To be fair, fans of Superheroes will not be disappointed by Supervillains. A number of notable, nasty nemeses are named and needled, from Magneto to Lex Luthor to the Anti-Monitor to Dr. Doom (whom they have the bad habit of continually calling "Dr. von Doom," as if he will insist they stand on ceremony). But, those readers who require more of the books they read - those for whom the style of thing such as, say, alliteration is empty without substance to back it - will find the book a little erratic. At one moment, it treats the characters and the pseudo-science behind them quite carefully and insightfully; at another moment, though, the writers will brush off compelling aspects of a given villain and simply go for what in baseball is called "the easy out." It is as if, in the case of something like their fourth chapter, the collaborators said to each other, "Let's do a bit on aerodynamics and flight. Is there an easy villain we can use as a segue?" And so, the Vulture gets his own chapter.
There is an inconsistent love for the comic book medium and superhero/villain genre fueling this enterprise. Mild disdain for the medium - its silliness, its presumably juvenile nature, its utter impracticality - surfaces from time to time, only to be compellingly overturned by meticulous, heartfelt discourses on such things as the origin of Cable and Apocalypse.
Supervillains spends three pages weaving through the ins-and-outs of the arch-nemeses' convoluted, time-hopping history - thanks in no small part to the writer of their Foreword, Mr. Chris Claremont - which is almost half of the entire chapter on the science of Dr. Doom. One suspects that there might be an X-fan at the helm of this ship, instead of an objective, unbiased scientist - the sort which they admonish the supposedly selfish Dr. Curt Connors of being in his misadventures of becoming the Lizard.
Overall, though, the trope of using supervillains to explore scientific notions feels artificial; they read as more of a vehicle by which to get the book on bookshelves in the hands of a wider audience than as a genuine attempt to analyze the superhero universe. (It should be noted that Science of Superheroes had a similar overtone to it.) Admittedly, that expectation may be too high; Gresh and Weinberg do a better job wrestling with their source material than, say, The Zen of Beverly Hills 90210, The Ethics of James Bond, or The Faith of Rambo. (Those books, incidentally, do not actually exist.
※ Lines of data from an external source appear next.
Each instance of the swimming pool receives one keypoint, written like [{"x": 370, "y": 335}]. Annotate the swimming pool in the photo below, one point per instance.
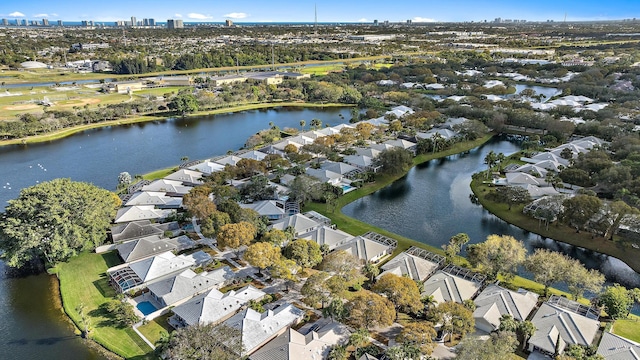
[{"x": 146, "y": 308}]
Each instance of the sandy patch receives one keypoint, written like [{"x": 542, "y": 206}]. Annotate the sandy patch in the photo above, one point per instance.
[
  {"x": 22, "y": 107},
  {"x": 81, "y": 102}
]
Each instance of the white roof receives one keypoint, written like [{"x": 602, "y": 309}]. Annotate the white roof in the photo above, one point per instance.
[
  {"x": 207, "y": 167},
  {"x": 358, "y": 160},
  {"x": 186, "y": 175},
  {"x": 160, "y": 265},
  {"x": 364, "y": 248},
  {"x": 551, "y": 320},
  {"x": 326, "y": 235},
  {"x": 254, "y": 154},
  {"x": 140, "y": 212},
  {"x": 188, "y": 283},
  {"x": 266, "y": 207},
  {"x": 171, "y": 186},
  {"x": 299, "y": 222},
  {"x": 228, "y": 160},
  {"x": 153, "y": 198},
  {"x": 516, "y": 178},
  {"x": 446, "y": 287},
  {"x": 214, "y": 306},
  {"x": 257, "y": 328},
  {"x": 370, "y": 152},
  {"x": 614, "y": 347},
  {"x": 409, "y": 265},
  {"x": 495, "y": 301},
  {"x": 292, "y": 345}
]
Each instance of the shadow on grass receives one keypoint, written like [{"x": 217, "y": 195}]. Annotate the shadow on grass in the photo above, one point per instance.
[{"x": 104, "y": 287}]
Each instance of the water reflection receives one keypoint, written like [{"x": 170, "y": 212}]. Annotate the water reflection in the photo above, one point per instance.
[{"x": 432, "y": 203}]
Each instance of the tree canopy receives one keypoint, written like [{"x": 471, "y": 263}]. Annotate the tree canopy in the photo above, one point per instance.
[
  {"x": 54, "y": 220},
  {"x": 498, "y": 255}
]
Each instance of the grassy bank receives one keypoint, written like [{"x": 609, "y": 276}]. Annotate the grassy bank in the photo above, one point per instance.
[
  {"x": 83, "y": 280},
  {"x": 618, "y": 249},
  {"x": 356, "y": 227},
  {"x": 56, "y": 75},
  {"x": 76, "y": 129}
]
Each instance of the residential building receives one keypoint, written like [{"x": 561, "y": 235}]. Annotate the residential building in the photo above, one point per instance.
[
  {"x": 152, "y": 245},
  {"x": 141, "y": 212},
  {"x": 615, "y": 347},
  {"x": 561, "y": 322},
  {"x": 143, "y": 272},
  {"x": 155, "y": 198},
  {"x": 213, "y": 306},
  {"x": 176, "y": 290},
  {"x": 292, "y": 345},
  {"x": 415, "y": 263},
  {"x": 370, "y": 247},
  {"x": 327, "y": 235},
  {"x": 453, "y": 284},
  {"x": 175, "y": 24},
  {"x": 259, "y": 328},
  {"x": 495, "y": 301}
]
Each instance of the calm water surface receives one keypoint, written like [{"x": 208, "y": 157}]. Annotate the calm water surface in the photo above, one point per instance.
[
  {"x": 30, "y": 325},
  {"x": 432, "y": 203}
]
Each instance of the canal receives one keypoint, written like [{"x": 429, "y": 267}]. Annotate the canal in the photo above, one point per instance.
[
  {"x": 432, "y": 203},
  {"x": 32, "y": 326}
]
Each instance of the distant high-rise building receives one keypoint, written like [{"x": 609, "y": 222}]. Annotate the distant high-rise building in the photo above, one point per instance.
[{"x": 175, "y": 24}]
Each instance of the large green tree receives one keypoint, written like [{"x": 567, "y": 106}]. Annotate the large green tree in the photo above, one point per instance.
[
  {"x": 54, "y": 220},
  {"x": 203, "y": 342},
  {"x": 394, "y": 161}
]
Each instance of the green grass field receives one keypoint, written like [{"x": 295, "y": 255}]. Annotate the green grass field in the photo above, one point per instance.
[
  {"x": 619, "y": 249},
  {"x": 83, "y": 280},
  {"x": 628, "y": 328},
  {"x": 155, "y": 329}
]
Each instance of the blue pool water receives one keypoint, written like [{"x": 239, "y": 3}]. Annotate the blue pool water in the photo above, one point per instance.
[{"x": 146, "y": 308}]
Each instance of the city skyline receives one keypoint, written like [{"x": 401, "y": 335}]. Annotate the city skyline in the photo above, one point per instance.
[{"x": 328, "y": 11}]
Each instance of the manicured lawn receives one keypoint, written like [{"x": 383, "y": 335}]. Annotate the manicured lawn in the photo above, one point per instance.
[
  {"x": 83, "y": 281},
  {"x": 155, "y": 329},
  {"x": 619, "y": 249},
  {"x": 159, "y": 174},
  {"x": 628, "y": 328},
  {"x": 356, "y": 227}
]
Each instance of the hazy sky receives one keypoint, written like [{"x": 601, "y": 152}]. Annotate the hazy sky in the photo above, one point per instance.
[{"x": 328, "y": 10}]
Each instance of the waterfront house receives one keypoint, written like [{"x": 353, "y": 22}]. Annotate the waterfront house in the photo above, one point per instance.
[
  {"x": 495, "y": 301},
  {"x": 415, "y": 263},
  {"x": 177, "y": 289},
  {"x": 561, "y": 322},
  {"x": 259, "y": 328},
  {"x": 152, "y": 245},
  {"x": 453, "y": 284},
  {"x": 292, "y": 345},
  {"x": 141, "y": 212},
  {"x": 213, "y": 306}
]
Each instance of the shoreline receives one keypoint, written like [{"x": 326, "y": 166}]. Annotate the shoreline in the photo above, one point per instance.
[
  {"x": 557, "y": 232},
  {"x": 58, "y": 303},
  {"x": 63, "y": 133}
]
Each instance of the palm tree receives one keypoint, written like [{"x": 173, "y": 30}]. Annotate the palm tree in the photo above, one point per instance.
[{"x": 359, "y": 338}]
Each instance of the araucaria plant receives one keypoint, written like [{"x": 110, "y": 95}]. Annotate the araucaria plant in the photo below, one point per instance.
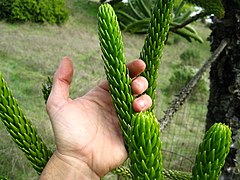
[{"x": 141, "y": 131}]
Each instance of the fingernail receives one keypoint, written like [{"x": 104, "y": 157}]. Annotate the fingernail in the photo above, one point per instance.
[{"x": 142, "y": 103}]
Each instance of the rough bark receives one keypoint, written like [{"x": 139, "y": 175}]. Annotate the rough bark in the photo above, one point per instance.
[{"x": 224, "y": 99}]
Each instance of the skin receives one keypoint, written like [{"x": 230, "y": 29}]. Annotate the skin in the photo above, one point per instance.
[{"x": 88, "y": 139}]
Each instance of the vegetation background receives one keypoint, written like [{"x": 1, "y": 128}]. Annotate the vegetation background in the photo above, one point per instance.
[{"x": 31, "y": 52}]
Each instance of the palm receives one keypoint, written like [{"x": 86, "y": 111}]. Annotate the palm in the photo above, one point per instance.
[
  {"x": 86, "y": 128},
  {"x": 90, "y": 131}
]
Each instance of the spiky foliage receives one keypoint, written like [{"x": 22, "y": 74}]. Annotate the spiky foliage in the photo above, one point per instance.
[
  {"x": 176, "y": 175},
  {"x": 135, "y": 18},
  {"x": 145, "y": 149},
  {"x": 211, "y": 6},
  {"x": 154, "y": 43},
  {"x": 115, "y": 66},
  {"x": 21, "y": 129},
  {"x": 141, "y": 130},
  {"x": 212, "y": 153}
]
But The Science of Star Trek does, written slightly more lovingly by Gresh & Weinberg, as well.)
What leaves the reader with the impression that supervillains (and, in the previous volume, superheroes) are nothing more than a vehicle? First, there is the relative sloppiness of summarizing their featured characters. Saying that Dr. Doom was attempting to reach his mother in the afterlife "for reasons never stated" impacts the devout Fantastic Four reader as something of a gross error. Likewise, noting that Braniac attempted to convert Metropolis into a massive computer only in the Xbox Superman: Man of Steel video game overlooks a whole body of individual comics. And even just observing that Dr. Connors "can still talk fine" as the Lizard sounds like a comment coming from one who never read a Spider-Man comic book, where the reptile lisps his way from panel-to-panel. Of course, these are likely only the sort of gaffs that a superhero comic enthusiast might find problematic - but, at the same time, given the intense magnifying glass under which they're holding these characters for their scientific believability, one would think a similar standard of precision should be maintained for the character histories (and motivations and articulation) they study.
In addition, there is the minutiae which Gresh and Weinberg choose to highlight that is off-putting. That is, they do an excellent job of discussing various theories of time travel, but not for such chronal villains as Kang, Parralax, or even Dr. Doom and his time platform; instead, they elect to focus on that non-seminal event of Luthor going back in time to try and kill President Lincoln in Superboy #85. Likewise, instead of a dialogue about cosmic power sources, vacuum-tight encasing, or planetary subsistence, they focus much of their Galactus chapter on a six-page recount of the Silver Surfer's history, then three pages discussing solar breezes. No time is given to Luthor's replacement body as "Luthor Jr." in the early1990s, Braniac is given a surface treatment instead of a more straightforward robot intelligence like Ultron from The Avengers, and what could have been fascinating studies of Venom's weakness to sonics or Apocalypse's shapechanging abilities are absent. "Nuff said," indeed.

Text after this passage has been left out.